/graphworld

Primary LanguagePythonApache License 2.0Apache-2.0

GraphWorld

Welcome! GraphWorld is a method and toolbox for graph learning researchers to systematically test new models on synthetic graph datasets. Our full paper hass been accepted to KDD 2022.

Why synthetic? Graph learning experimentation over time has depended largely on the same collection of citation network, social network, and molecular datasets (such as Cora, CiteSeer, etc.). For a particular task such as node classification, the datasets have similar statistical properties, e.g. homophily. Therefore it is usually impossible to know how GNN experimental results generalize beyond the standard citation network benchmarks. Furthermore, GNN researchers are incentivized to optimize their innovations toward these datasets.

GraphWorld uses scalable synthetic graph generation to address these issues. A user can specify a generative model for a task, and any number of parameters that control the statistical properties of the generator. GraphWorld then samples from the generator to produce a diverse "world" of graph datasets, on which standard benchmark datasets are just individual points. GraphWorld also trains and tests any number of (user-)specified GNN models on each synthetic dataset, and outputs easily-consumable tabular data for analyzing the results. This allows researchers to test GNNs far outside the statistical realm of the usual datasets! Check out our official Google AI blog post for more detail!

The animation below was constructed from a GraphWorld node classification pipeline. It shows that GNN model rankings actually change when they are tested on GraphWorld datasets with different statistical properties than the classic benchmarks.

GraphWorld results, showing that GNN rankings change on datasets statistically diverse from standard datasets.

Starter GraphWorld pipeline

GraphWorld can be run on the cloud or on your personal computer. Here is a working example that can be run on a PC. In this small GraphWorld experiment, we will see how variance in the label homophily of graph datasets affect GNN node classification performance.

A user of GraphWorld decides on a generative model for the task (in this case, node classification). GraphWorld comes with default generative models for node classification, link prediction, and graph property prediction. In this codebase (and in our paper), we use the Stochastic Block Model (SBM) as the default generative model for node classification datasets. In our implementation of the SBM, the parameter p_to_q_ratio controls the ratio of the probability that two nodes in the same class connect, relative to the probability that two nodes in different classes connect. GraphWorld will generate many synthetic graphs with uniformly-sampled values of p_to_q_ratio, allowing for the analysis of GNN models on graphs with many different homophily levels.

Here are the steps to run the pipeline:

  1. Install Docker.

  2. Build the local version of the GraphWorld docker image: ./build_local.sh. This should take about 5 minutes.

  3. Run the GraphWorld pipeline with ./main_local_mwe.sh! This should also take about 5 minutes.

What happened? GraphWorld generated 500 instances of the SBM, each with a different sampled value of p_to_q_ratio from the range specified in configs/sbm_generator_config_mwe.gin. It then trained and tested the four GNN models specified in sbm_config_mwe.gin (GCN and GAT), and saved the test metrics to the local folder /tmp/mwe, specified in ./main_local_mwe.sh.

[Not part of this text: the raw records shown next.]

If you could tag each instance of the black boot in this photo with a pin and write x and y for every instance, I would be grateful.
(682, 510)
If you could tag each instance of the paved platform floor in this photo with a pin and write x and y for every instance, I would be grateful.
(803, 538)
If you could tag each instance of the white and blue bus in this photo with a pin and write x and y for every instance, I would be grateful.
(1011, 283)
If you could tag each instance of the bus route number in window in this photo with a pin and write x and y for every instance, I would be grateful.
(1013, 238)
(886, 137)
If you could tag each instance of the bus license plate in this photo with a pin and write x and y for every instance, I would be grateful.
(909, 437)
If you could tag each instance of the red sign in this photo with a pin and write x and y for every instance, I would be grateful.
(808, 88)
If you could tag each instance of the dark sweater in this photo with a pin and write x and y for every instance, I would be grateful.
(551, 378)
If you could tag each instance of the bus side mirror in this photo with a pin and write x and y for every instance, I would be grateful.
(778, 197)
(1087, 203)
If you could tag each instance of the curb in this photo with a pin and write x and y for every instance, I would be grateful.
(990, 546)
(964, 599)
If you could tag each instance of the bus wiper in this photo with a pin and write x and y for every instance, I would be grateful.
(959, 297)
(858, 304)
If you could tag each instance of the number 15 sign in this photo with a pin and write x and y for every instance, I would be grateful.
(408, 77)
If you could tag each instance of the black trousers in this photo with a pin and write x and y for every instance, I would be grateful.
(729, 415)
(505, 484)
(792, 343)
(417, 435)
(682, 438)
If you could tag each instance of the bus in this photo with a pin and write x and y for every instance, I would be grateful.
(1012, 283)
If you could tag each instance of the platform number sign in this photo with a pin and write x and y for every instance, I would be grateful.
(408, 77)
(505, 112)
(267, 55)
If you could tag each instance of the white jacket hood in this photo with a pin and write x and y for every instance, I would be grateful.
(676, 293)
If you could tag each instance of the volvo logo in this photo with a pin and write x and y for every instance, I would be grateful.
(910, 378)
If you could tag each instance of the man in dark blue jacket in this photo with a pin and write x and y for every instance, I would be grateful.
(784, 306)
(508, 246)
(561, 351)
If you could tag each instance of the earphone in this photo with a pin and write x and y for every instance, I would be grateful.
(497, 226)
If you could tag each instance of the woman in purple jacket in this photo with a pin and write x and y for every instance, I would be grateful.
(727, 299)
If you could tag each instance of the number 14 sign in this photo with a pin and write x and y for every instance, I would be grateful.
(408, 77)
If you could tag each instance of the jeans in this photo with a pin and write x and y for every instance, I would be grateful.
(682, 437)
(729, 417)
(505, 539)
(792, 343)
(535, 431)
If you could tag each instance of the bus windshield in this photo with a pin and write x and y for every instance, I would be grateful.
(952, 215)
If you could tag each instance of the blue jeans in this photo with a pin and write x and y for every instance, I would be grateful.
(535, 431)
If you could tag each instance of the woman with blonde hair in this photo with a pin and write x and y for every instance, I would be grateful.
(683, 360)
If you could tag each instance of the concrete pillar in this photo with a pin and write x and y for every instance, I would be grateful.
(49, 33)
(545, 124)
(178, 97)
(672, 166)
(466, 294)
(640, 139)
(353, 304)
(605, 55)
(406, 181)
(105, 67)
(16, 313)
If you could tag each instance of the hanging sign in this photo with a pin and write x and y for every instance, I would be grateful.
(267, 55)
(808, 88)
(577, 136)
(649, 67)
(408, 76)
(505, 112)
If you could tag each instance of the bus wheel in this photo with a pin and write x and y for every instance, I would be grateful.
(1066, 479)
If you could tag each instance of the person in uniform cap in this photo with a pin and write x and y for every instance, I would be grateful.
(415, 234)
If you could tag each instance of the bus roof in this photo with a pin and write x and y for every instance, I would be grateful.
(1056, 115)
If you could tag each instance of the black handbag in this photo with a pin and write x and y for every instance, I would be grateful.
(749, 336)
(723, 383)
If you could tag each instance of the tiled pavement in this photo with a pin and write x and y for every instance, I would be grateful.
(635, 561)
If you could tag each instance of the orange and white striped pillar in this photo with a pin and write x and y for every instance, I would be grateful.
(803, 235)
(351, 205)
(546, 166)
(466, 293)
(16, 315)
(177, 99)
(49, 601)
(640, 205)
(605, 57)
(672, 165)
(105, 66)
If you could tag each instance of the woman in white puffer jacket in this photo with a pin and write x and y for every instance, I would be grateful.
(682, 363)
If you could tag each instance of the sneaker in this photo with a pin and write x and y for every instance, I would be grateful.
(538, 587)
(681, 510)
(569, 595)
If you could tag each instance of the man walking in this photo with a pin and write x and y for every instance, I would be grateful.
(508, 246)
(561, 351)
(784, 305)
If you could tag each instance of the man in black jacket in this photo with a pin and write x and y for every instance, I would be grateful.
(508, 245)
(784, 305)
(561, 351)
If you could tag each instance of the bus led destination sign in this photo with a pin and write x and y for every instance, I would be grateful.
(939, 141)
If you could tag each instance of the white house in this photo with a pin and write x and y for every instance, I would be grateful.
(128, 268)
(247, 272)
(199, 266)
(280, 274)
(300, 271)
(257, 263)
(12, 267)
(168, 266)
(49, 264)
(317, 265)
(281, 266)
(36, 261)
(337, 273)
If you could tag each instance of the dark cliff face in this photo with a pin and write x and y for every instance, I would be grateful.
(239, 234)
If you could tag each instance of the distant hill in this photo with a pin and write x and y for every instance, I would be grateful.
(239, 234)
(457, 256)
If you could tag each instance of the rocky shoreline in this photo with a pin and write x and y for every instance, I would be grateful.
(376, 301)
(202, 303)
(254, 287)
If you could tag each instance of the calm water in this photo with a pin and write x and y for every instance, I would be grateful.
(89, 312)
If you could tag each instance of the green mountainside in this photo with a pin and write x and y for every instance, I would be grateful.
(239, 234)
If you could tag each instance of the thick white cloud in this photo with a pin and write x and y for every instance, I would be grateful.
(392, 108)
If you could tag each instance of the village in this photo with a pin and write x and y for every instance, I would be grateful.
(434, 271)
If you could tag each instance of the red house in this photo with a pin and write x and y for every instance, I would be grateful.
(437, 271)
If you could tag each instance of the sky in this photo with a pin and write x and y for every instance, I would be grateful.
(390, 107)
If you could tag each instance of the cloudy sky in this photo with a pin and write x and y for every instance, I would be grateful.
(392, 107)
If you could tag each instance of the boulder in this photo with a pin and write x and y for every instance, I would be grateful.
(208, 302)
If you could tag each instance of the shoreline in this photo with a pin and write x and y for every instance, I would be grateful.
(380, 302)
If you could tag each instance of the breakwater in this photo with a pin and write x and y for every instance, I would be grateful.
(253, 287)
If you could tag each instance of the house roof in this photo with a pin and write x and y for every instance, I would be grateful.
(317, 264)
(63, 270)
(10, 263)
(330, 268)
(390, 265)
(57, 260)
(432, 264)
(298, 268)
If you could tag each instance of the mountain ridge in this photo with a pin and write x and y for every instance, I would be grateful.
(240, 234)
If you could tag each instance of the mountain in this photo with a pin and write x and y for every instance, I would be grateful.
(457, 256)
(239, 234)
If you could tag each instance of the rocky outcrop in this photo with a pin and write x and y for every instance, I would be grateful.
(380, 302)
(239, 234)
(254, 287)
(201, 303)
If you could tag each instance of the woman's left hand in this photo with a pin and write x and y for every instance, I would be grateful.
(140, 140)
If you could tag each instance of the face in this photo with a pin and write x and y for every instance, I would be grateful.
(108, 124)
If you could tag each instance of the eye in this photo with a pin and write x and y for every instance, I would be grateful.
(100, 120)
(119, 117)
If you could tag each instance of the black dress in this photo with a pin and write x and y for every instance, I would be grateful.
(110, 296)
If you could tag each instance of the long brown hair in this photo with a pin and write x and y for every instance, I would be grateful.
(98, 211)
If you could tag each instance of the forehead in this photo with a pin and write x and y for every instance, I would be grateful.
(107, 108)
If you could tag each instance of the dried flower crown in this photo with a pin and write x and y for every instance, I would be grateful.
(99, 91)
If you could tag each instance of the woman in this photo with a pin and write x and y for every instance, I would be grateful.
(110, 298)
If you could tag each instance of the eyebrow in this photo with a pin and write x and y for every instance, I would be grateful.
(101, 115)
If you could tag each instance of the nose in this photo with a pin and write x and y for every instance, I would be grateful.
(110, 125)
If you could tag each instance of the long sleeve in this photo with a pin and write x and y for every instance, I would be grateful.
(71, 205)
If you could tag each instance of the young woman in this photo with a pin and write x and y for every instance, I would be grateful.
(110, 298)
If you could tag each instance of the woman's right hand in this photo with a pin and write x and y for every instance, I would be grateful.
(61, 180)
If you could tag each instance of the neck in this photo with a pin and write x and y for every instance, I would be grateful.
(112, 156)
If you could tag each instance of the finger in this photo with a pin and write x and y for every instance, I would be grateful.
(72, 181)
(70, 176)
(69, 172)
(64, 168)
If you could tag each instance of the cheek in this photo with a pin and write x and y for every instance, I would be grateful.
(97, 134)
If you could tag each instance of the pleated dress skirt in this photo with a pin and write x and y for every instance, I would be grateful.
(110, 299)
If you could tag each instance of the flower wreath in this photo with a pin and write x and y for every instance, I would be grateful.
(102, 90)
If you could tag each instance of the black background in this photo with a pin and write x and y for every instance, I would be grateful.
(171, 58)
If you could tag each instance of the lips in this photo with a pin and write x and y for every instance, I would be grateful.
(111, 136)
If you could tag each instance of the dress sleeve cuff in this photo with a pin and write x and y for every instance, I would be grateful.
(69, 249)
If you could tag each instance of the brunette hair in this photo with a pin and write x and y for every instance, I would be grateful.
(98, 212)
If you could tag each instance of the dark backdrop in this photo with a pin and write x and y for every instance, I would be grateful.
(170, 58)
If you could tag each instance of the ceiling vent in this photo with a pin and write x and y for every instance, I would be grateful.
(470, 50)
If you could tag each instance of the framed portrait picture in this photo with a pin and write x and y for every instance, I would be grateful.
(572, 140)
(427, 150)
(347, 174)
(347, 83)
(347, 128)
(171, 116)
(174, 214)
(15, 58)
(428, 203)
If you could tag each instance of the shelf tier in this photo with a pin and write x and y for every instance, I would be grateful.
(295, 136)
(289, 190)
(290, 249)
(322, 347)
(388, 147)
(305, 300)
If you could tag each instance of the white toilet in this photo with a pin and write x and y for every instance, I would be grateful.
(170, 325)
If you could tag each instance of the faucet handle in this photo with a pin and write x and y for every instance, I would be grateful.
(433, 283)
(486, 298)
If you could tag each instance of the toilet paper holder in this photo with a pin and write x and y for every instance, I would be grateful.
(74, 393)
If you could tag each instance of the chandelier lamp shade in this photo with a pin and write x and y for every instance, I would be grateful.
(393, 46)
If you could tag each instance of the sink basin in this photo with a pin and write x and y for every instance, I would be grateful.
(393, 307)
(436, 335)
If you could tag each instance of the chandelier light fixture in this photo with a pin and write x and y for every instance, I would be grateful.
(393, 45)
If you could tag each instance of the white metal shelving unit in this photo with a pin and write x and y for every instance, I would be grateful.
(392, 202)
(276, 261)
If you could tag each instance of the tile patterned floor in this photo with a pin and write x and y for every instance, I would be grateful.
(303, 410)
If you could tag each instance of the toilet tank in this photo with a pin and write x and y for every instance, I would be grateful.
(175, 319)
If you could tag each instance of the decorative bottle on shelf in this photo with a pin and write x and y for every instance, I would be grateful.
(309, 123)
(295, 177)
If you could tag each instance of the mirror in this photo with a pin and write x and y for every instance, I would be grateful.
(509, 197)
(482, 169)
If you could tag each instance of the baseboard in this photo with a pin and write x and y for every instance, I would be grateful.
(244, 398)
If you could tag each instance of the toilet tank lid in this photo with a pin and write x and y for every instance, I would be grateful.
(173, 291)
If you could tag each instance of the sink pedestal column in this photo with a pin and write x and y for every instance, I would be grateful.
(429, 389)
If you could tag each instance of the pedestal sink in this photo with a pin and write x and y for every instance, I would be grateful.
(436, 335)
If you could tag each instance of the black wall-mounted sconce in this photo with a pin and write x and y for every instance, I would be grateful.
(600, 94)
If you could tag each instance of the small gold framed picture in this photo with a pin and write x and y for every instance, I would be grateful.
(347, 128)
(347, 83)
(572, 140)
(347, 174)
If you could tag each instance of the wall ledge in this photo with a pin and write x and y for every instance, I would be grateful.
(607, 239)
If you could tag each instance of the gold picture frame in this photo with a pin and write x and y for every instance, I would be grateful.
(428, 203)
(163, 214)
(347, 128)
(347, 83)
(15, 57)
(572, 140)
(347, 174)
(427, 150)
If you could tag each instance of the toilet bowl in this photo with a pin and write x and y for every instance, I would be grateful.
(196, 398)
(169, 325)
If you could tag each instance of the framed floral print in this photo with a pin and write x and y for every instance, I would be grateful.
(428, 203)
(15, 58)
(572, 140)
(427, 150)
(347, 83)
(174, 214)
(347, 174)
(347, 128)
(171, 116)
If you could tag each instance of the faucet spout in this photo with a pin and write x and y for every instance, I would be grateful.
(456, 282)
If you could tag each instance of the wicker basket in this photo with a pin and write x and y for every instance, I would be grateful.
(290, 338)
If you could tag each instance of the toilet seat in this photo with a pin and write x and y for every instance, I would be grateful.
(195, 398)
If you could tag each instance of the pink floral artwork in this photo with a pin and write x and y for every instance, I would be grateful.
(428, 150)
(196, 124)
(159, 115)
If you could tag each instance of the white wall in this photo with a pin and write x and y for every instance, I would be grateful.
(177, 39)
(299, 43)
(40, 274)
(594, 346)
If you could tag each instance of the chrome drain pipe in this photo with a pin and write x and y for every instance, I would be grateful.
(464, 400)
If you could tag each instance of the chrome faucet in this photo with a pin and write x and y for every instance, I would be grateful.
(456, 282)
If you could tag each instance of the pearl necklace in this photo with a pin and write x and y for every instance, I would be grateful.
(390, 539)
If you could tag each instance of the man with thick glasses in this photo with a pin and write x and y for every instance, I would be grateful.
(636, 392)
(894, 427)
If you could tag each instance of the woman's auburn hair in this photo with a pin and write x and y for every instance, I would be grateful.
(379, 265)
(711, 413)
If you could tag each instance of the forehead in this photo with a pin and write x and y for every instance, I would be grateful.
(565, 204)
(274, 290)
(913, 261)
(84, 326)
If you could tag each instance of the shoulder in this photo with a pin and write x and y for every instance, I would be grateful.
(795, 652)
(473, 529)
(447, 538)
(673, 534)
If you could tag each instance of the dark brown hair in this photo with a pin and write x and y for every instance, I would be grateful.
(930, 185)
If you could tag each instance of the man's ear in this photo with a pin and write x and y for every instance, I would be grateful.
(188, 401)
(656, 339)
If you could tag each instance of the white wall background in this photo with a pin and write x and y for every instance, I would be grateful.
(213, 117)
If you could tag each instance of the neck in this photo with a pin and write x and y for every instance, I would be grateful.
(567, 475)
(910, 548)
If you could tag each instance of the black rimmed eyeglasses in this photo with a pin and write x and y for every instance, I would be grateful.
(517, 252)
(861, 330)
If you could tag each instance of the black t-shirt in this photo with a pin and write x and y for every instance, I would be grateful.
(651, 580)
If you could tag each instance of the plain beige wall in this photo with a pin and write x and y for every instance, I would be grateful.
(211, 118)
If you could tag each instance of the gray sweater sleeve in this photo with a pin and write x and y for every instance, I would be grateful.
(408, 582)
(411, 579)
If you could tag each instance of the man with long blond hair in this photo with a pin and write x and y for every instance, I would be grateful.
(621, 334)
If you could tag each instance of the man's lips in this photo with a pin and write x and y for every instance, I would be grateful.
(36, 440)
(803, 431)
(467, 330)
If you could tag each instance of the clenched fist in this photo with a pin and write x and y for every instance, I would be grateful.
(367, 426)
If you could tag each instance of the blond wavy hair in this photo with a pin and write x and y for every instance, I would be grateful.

Let's analyze the test metrics to see how well the four models did. You can run the GraphWorld_README_Example notebook to compare GCN and GAT over the space of graphs generated by GraphWorld:

GraphWorld README example results.

We see that both models slightly increase their average performance as p_to_q_ratio goes up -- this makes sense, as more-homophilous classes are easier to classify! However, the observed increase is very slight, since these averages are computed over SBM graphs with very different properties, which could interfere with the homophily effect. In our paper, we describe ways to use GraphWorld to tease out marginal effects of various generator parameters and graph statistics, resulting in higher-res analyses.

Extensions

The analysis functions in the notebook can also be used to explore the relationship between GNN models and other parameters of the SBM, and even graph statistics computed after-the-fact (non-parameters). Additionally, GraphWorld supports:

  • Large-scale experiments using Google Cloud Platform
  • Custom graph generators and brand-new tasks
  • Any GNN model you can implement in Python

In the coming months, we will release instructions for these extensions to enable our future power-users!

Contributing

See CONTRIBUTING.md for details.

License

Apache 2.0; see LICENSE for details.

Disclaimer

This project is not an official Google project. It is not supported by Google and Google specifically disclaims all warranties as to its quality, merchantability, or fitness for a particular purpose.